Temporary bed and breakfast accommodation for homeless people in west Suffolk is set to cost taxpayers almost a quarter of a million pounds.

St Edmundsbury Borough Council anticipates spending £215,000 on putting people accepted as homeless into B&Bs this financial year - more than six times the council’s £35,000 outlay two years ago.

The spending comes amid growing pressure on the council’s social housing system, with reliance on B&Bs - traditionally seen as a last resort - and other temporary accommodation on the rise.

Homeless charities have called on councils to do more to prevent people ending up in B&Bs, while councillor Frank Warby thinks St Edmundsbury should spend the money on better solutions.

He said: “We’d be better off spending that on buying houses for people to live in rather than wasting it on bed and breakfasts.

“They’re only there for six weeks, and then they move on. It’s an awful waste of money.”

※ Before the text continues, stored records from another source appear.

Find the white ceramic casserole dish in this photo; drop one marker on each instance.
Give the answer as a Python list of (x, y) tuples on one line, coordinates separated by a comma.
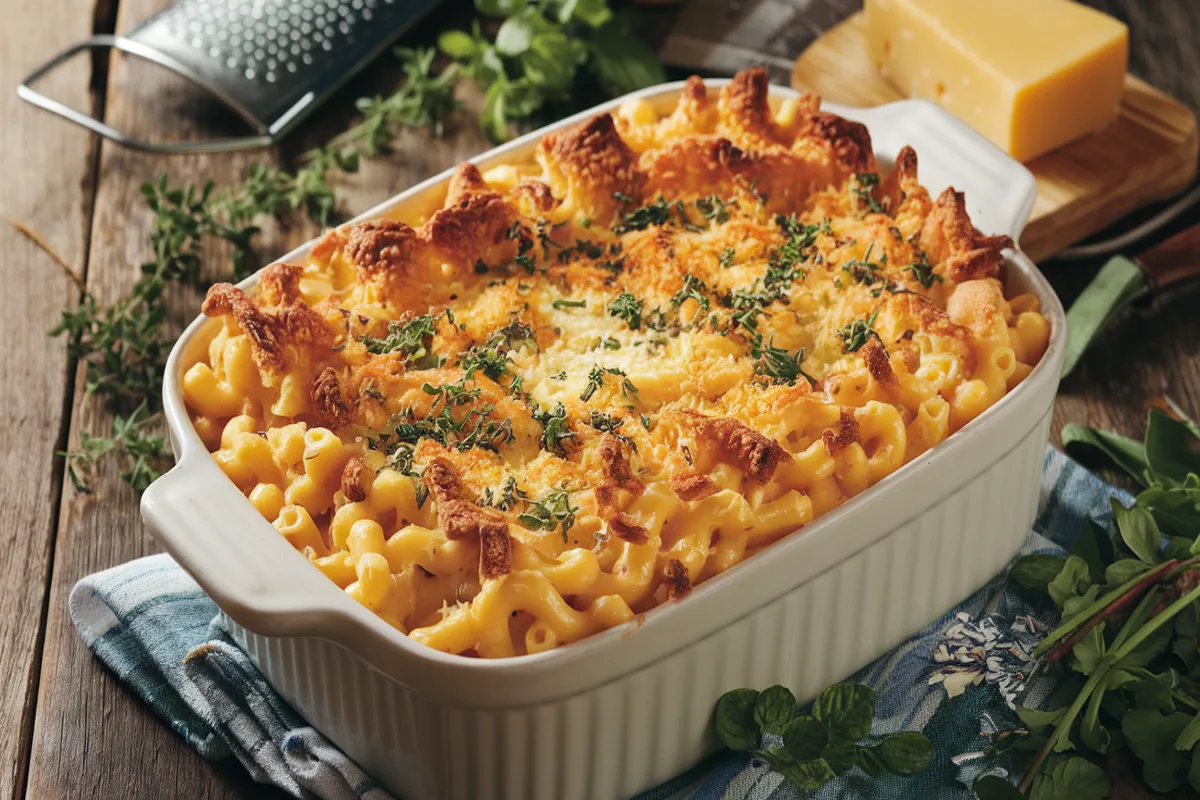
[(629, 708)]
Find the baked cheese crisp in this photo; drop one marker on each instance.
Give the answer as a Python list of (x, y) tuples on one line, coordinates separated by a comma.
[(588, 383)]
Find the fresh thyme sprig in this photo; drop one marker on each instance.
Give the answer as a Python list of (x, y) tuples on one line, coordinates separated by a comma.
[(124, 347)]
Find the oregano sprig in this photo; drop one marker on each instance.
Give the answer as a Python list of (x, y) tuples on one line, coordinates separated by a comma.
[(821, 744)]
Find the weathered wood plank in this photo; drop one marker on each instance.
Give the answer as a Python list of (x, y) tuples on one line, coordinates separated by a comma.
[(91, 737), (94, 738), (48, 174)]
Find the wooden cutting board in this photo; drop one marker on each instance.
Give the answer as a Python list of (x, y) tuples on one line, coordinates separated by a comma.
[(1147, 154)]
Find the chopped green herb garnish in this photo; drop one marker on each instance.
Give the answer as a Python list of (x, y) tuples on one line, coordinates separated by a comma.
[(595, 380), (856, 334), (629, 308), (552, 511), (556, 428)]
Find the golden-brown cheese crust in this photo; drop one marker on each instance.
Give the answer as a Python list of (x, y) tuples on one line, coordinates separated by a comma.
[(592, 162), (844, 433), (951, 240), (354, 480), (270, 332)]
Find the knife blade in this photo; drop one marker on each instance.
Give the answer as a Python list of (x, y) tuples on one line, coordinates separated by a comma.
[(1123, 280)]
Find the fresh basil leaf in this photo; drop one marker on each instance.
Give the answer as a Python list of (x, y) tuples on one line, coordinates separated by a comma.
[(589, 12), (1151, 737), (846, 710), (777, 758), (1150, 649), (1121, 572), (1125, 452), (1089, 651), (805, 739), (551, 74), (1138, 531), (457, 44), (1038, 721), (774, 710), (516, 34), (1177, 548), (495, 122), (499, 7), (1036, 572), (843, 758), (1079, 605), (623, 61), (1176, 509), (1189, 737), (1071, 582), (1194, 770), (1119, 282), (993, 787), (808, 775), (1095, 546), (1170, 447), (907, 752), (1071, 779), (1164, 771), (735, 720), (870, 761)]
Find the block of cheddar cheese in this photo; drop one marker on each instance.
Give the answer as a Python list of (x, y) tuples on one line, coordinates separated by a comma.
[(1030, 74)]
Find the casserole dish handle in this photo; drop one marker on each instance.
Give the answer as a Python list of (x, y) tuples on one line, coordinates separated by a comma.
[(257, 578)]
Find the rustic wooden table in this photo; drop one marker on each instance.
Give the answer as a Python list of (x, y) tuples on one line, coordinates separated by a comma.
[(70, 728)]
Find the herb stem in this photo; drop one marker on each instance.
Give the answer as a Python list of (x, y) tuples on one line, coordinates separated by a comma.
[(1067, 626), (1143, 583), (1149, 629)]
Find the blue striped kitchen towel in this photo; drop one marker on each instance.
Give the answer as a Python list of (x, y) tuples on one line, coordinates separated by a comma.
[(154, 627)]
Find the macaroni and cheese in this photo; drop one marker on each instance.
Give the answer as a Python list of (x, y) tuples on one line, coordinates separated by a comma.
[(588, 383)]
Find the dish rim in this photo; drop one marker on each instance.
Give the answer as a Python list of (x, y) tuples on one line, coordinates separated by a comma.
[(345, 621)]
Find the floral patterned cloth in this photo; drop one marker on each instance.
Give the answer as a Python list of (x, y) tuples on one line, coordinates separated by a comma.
[(150, 624)]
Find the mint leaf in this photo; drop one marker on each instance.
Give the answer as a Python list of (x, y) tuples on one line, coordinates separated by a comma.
[(805, 739), (1122, 451), (1036, 572), (1071, 779), (735, 720), (1151, 737), (907, 752), (1138, 530), (1123, 571), (846, 710), (774, 709), (1089, 651), (1071, 582), (1189, 737)]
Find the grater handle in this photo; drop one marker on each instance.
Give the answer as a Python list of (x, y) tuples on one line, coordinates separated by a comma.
[(27, 92)]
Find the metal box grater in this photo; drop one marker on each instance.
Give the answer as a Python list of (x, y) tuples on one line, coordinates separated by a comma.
[(271, 61)]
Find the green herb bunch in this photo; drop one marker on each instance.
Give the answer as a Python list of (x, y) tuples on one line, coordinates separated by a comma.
[(1129, 631), (124, 347), (538, 52), (810, 749)]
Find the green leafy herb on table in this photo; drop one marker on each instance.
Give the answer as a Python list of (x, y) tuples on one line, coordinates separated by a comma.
[(538, 52), (1129, 636), (810, 749), (124, 347)]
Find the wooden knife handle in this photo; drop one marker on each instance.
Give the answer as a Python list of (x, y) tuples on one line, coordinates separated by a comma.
[(1173, 260)]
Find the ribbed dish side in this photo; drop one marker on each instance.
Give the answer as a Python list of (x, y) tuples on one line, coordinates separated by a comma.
[(634, 733)]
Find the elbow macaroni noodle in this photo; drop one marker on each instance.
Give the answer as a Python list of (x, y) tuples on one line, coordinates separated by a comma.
[(585, 384)]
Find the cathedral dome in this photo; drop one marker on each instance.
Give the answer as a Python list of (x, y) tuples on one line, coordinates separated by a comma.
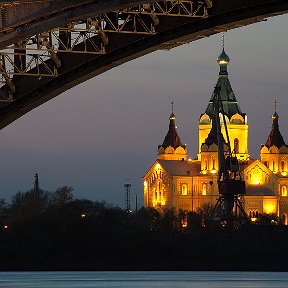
[(275, 116), (223, 58)]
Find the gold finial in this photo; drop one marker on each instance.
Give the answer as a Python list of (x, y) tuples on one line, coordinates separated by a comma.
[(275, 106)]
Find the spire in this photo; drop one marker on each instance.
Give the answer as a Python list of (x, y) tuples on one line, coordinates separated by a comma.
[(275, 138), (36, 184), (172, 139), (212, 136), (227, 95)]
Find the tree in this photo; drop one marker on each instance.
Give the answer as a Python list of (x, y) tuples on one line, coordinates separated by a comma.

St Edmundsbury spent £146,000 on B&Bs last year, with local and national organisations blaming the rising numbers of homeless people on changes to the welfare system.

A Freedom of Information (FoI) request by the EADT found the number of households in temporary and either shared or bed and breakfast accommodation increased dramatically after the second half of 2012.

Anne Gower, the council’s cabinet member for housing, said: “We have a duty to find accommodation for homeless people. Bed and breakfast is the most expensive solution of the range of options that we use.

“Since last summer, we’ve managed to reduce the number of people in B&Bs from 28 to eight.”

Councils are only allowed to place homeless families or pregnant women in B&Bs for up to six weeks.

Shelter chief executive Campbell Robb said: “Our welfare system must be fair, but these figures show that cuts to our housing safety net are simply a false economy, leaving more families stuck in emergency accommodation like bed and breakfasts while the cost to the public purse soars.

“The only way to bring down these costs is to protect the safety net that stops more of us spiralling down into homelessness, and to build the affordable homes we desperately need.”

Last month the EADT revealed that homelessness applications to the council had quadrupled since 2010, and that only a handful of one-bedroom houses are assigned every fortnight as around 750 people wait for such accommodation.

Mr Warby, who sits on a council panel looking at solutions for homelessness, also criticised the cost of private renting in Bury St Edmunds.

“A two-bedroom house in Etna Road is £1,200 a month,” he said at a meeting on Wednesday.

“How do they expect young people working, with the average wage in Bury, to be able to afford that? You might as well get a mortgage.

“I think we need to look at that before telling people ‘get yourself on the private housing list’.”

Liz Watts, one of two directors for the West Suffolk partnership between St Edmundsbury and Forest Heath, said the council is examining cheaper alternatives.

She said: “At the moment, if we can’t find temporary accommodation for them, we need to place them in bed and breakfast.

“Would it be a better option for somebody else, maybe a housing association or even the council, to rent a house and use it as temporary accommodation?

“That might be a better solution for the homeless, and also financially better for the council.”